- Flag Coat of arms
- Coordinates (Chęciny): 50°48′10″N 20°28′2″E﻿ / ﻿50.80278°N 20.46722°E
- Country: Poland
- Voivodeship: Świętokrzyskie
- County: Kielce County
- Seat: Chęciny

Area
- • Total: 127.57 km^{2} (49.26 sq mi)

Population (2006)
- • Total: 14,715
- • Density: 120/km^{2} (300/sq mi)
- • Urban: 4,252
- • Rural: 10,463
- Website: http://www.checiny.pl/

= Gmina Chęciny =

Gmina Chęciny is an urban-rural gmina (administrative district) in Kielce County, Świętokrzyskie Voivodeship, in south-central Poland. Its seat is the town of Chęciny, which lies approximately 14 km south-west of the regional capital Kielce.
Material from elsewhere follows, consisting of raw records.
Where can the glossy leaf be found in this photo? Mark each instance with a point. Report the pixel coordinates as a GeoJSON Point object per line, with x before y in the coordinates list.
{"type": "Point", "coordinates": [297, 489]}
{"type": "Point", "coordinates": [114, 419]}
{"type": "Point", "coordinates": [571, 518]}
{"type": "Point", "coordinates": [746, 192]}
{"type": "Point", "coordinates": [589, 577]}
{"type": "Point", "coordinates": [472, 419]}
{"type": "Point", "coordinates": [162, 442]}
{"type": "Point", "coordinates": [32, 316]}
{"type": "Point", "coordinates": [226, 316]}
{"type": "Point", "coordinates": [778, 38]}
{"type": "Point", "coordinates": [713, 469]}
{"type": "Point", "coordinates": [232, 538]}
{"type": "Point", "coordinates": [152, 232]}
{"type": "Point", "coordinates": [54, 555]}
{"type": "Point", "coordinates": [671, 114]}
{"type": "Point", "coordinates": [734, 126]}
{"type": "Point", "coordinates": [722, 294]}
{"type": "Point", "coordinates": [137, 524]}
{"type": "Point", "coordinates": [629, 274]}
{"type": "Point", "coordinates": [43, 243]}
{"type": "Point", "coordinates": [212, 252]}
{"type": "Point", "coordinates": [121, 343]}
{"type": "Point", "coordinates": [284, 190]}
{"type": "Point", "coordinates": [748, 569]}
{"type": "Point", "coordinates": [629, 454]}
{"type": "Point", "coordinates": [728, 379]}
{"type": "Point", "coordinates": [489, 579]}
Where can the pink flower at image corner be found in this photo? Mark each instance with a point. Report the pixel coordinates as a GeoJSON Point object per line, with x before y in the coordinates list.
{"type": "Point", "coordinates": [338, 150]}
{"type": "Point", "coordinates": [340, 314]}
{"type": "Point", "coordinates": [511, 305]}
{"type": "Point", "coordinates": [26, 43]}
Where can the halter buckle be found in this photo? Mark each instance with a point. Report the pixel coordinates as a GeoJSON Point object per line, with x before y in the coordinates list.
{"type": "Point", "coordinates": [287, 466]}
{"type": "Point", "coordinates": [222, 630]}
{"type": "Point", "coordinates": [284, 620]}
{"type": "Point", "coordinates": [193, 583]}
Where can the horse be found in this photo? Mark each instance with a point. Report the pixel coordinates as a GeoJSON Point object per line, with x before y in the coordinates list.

The gmina covers an area of 127.57 km2, and as of 2006 its total population is 14,715 (out of which the population of Chęciny amounts to 4,252, and the population of the rural part of the gmina is 10,463).

The gmina contains part of the protected area called Chęciny-Kielce Landscape Park.

==Villages==
Apart from the town of Chęciny, Gmina Chęciny contains the villages and settlements of Bolmin, Gościniec, Jedlnica, Korzecko, Lelusin, Lipowica, Łukowa, Miedzianka, Mosty, Ostrów, Podpolichno, Podzamcze Chęcińskie, Polichno, Przymiarki, Radkowice, Siedlce, Skiby, Starochęciny, Tokarnia, Wojkowiec and Wolica.

==Neighbouring gminas==
Gmina Chęciny is bordered by the gminas of Małogoszcz, Morawica, Piekoszów, Sitkówka-Nowiny and Sobków.